Original shows in PuhuTV and BluTV are examples of short-term freedom in Turkish media; they are less regulated and uncensored compared to the stringent regulations on traditional Turkish broadcasting imposed by the Radio and Television Supreme Council (RTÜK). This digital freedom introduced Netflix-like approaches in episode-making to attract global subscribers while guaranteeing sponsorship from big corporations and using product replacement extensively to offer content, respectively for free and for a monthly-fee. However, RTÜK will be soon regulating these online streaming platforms including Netflix Turkey. This means the burden of censorship will soon weight on the freedom of Turkish media culture in digital platforms.
The online streaming platforms also established at least two new viewing practices.
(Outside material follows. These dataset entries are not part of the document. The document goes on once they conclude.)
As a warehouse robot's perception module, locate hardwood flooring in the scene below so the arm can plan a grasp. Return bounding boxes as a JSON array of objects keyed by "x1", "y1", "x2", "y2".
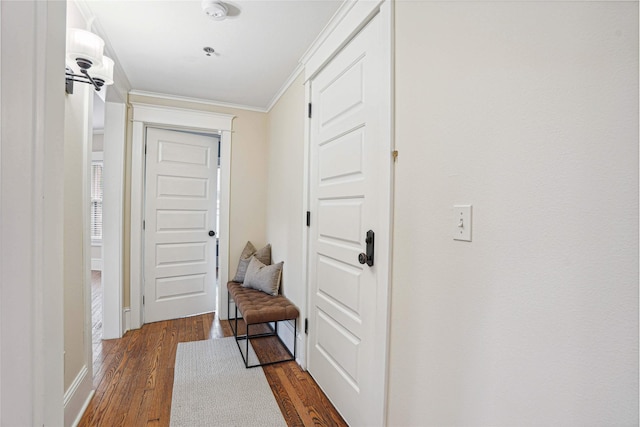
[{"x1": 79, "y1": 313, "x2": 347, "y2": 427}]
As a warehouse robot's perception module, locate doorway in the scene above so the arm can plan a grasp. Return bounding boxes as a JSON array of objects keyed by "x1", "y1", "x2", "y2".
[
  {"x1": 143, "y1": 127, "x2": 219, "y2": 323},
  {"x1": 129, "y1": 102, "x2": 235, "y2": 329}
]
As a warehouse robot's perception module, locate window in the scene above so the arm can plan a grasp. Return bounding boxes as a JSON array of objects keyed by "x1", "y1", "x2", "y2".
[{"x1": 91, "y1": 161, "x2": 104, "y2": 240}]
First, they shortened the duration of episodes compared to shows broadcast on Turkish television channels. These shorter running times promote worker-friendly practices and address some of the concerns raised during media industry protests. Second, they reinforced the binge-watching culture to audiences. This accommodates their desire for extended entertainment.
Similar to all other streaming services, Turkish platforms also have to resolve issues of internet access, slow internet speed and internet piracy. Turkish streaming gives exposure to a way of life and imagination in Turkey that propels the country into the digital inequality of the new globally connected world of internet-based entertainment.